Zebulon overlay district becoming more than an idea

amoody@newsobserver.comApril 26, 2013 



— A town committee, town staff and town leaders have deliberated over a special zoning district in downtown Zebulon for more than two years.

At a public hearing May 13, residents will get their turn to speak out for or against a proposed ordinance for a downtown overlay district – an area in which a set of rules can be applied on top of existing ordinances, commonly used to govern appearance standards for new development.

Town staff will present the most recent draft of the overlay ordinance at the public hearing, including final tweaks Zebulon commissioners made during their April 17 work session.

The most significant change came after commissioners questioned some portions of the proposed overlay district boundary where it jutted out from the heart of the central business district.

“I personally thought the purpose of the overlay was to protect the downtown core,” Commissioner Dale Beck said at the work session.

At the board’s request, Zebulon planning staff redrew the proposed boundary, leaving out portions along Vance Street where the overlay had extended into areas zoned transitional residential to the east and west of downtown.

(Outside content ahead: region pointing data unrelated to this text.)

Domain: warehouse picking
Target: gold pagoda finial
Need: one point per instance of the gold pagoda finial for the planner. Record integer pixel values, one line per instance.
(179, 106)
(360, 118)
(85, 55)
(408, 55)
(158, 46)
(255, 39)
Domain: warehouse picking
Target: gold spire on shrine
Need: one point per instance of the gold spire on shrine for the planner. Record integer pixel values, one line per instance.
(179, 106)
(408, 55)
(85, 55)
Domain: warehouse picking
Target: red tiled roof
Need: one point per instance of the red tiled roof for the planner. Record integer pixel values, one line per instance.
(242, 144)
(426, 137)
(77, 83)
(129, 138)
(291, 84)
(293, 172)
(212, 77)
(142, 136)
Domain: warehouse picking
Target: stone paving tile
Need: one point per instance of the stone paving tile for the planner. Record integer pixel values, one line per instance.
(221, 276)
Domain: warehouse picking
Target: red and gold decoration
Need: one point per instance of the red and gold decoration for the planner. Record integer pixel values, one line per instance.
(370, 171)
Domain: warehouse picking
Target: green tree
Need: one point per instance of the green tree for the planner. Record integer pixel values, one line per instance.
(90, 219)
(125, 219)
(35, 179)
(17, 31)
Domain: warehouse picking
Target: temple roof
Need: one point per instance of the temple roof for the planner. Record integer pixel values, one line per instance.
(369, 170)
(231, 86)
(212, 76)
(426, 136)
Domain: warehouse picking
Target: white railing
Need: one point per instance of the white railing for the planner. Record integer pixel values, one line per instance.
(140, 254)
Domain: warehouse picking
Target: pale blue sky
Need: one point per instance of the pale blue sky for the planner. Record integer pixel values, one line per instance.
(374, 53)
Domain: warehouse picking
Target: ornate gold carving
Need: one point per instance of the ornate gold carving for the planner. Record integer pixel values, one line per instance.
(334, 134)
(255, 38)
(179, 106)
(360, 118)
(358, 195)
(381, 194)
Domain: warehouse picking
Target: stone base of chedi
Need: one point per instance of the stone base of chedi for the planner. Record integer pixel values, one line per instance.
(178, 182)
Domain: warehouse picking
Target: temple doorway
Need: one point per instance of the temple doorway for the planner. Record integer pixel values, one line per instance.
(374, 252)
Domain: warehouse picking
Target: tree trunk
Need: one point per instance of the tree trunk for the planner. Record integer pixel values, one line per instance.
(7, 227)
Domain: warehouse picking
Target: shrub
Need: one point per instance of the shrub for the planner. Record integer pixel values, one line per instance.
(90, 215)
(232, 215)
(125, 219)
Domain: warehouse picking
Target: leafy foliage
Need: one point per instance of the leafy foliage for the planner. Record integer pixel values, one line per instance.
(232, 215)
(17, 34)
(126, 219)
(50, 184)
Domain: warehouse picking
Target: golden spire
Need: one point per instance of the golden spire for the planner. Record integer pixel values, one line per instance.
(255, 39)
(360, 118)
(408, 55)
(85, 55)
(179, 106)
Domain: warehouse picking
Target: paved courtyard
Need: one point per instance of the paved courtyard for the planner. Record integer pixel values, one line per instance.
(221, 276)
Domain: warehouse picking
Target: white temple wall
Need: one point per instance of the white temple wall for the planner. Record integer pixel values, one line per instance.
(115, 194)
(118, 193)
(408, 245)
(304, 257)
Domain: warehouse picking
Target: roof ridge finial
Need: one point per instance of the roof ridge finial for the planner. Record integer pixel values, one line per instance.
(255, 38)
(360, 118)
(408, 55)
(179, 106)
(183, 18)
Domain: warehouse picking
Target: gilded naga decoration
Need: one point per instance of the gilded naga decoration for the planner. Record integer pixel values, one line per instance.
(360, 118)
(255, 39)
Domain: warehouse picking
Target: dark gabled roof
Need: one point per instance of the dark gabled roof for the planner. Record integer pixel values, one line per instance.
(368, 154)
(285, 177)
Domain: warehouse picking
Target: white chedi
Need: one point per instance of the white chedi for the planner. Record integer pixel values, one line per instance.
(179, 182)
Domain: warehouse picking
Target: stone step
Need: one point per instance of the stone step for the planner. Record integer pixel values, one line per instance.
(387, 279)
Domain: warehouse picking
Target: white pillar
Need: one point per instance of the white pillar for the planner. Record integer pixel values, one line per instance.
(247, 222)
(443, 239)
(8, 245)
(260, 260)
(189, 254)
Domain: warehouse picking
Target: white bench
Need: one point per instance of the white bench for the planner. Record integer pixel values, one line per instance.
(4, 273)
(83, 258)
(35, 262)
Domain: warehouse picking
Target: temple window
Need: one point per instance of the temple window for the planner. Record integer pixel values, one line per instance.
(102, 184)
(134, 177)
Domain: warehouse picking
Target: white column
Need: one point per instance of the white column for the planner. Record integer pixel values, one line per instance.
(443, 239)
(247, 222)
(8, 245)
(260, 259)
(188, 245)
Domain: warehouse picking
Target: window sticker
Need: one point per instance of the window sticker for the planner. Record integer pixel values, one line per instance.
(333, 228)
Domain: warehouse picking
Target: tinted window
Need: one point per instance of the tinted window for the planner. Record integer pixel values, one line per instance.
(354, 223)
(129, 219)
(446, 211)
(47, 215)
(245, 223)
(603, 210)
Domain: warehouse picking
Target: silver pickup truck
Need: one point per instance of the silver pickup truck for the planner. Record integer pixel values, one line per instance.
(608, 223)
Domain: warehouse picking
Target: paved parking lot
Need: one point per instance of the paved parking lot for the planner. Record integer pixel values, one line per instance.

“We’ve gone through and split it up by the property lines instead of the alleys,” Zebulon planner Julie Spriggs said.

Unifying downtown

Another tweak staff made, based on the town board’s input at a March meeting, was to allow bars on the exterior of buildings where they already exist.

The initial recommendation made by the Zebulon Downtown Overlay District Study Committee – a town board-appointed group that researched the need for an overlay district for nearly two years – called for a ban on exterior bars on buildings and windows.

“Using Mike Weeks’ office as an example, I really don’t find those bars offensive,” Mayor Bob Matheny said in March.

The committee also wanted to ban chain-link fences in the proposed overlay, but town board saw otherwise. Town staff rewrote the proposal to allow chain-link fencing in areas of recreation, like daycares and church playgrounds, and in areas not visible from a property’s storefront so long as the fencing is coated with a powder or vinyl finish.

A small revision cleared up language in another section of the proposal that called for a preference of flat roofs with parapets to maintain a steady flow along building roof lines. As Matheny pointed out, the parapets aren’t possible on all properties without forcing major renovations, or extending into the right of way.

Encouraging development

As proposed, the regulations of the ordinance would apply only to non-residential development or redevelopment inside the overlay boundary.

While some overlay districts are used exclusively to impose appearance standards, Zebulon’s current plan includes relaxing two main zoning standards.

By eliminating current off-street parking and setback requirements for new developments that don’t require special use permits, town staffers say it is more likely redevelopment can occur in the downtown overlay area. Buffer requirements between commercial and residential properties would still apply.

Following the May 13 public hearing, the Zebulon Planning Board is scheduled to review the proposed ordinance and make a recommendation to commissioners, who could make a decision on the overlay district as early as June.

Spriggs said updated copies of the proposed overlay map and ordinance are available at town hall for any resident who wants to review the documents prior to the public hearing.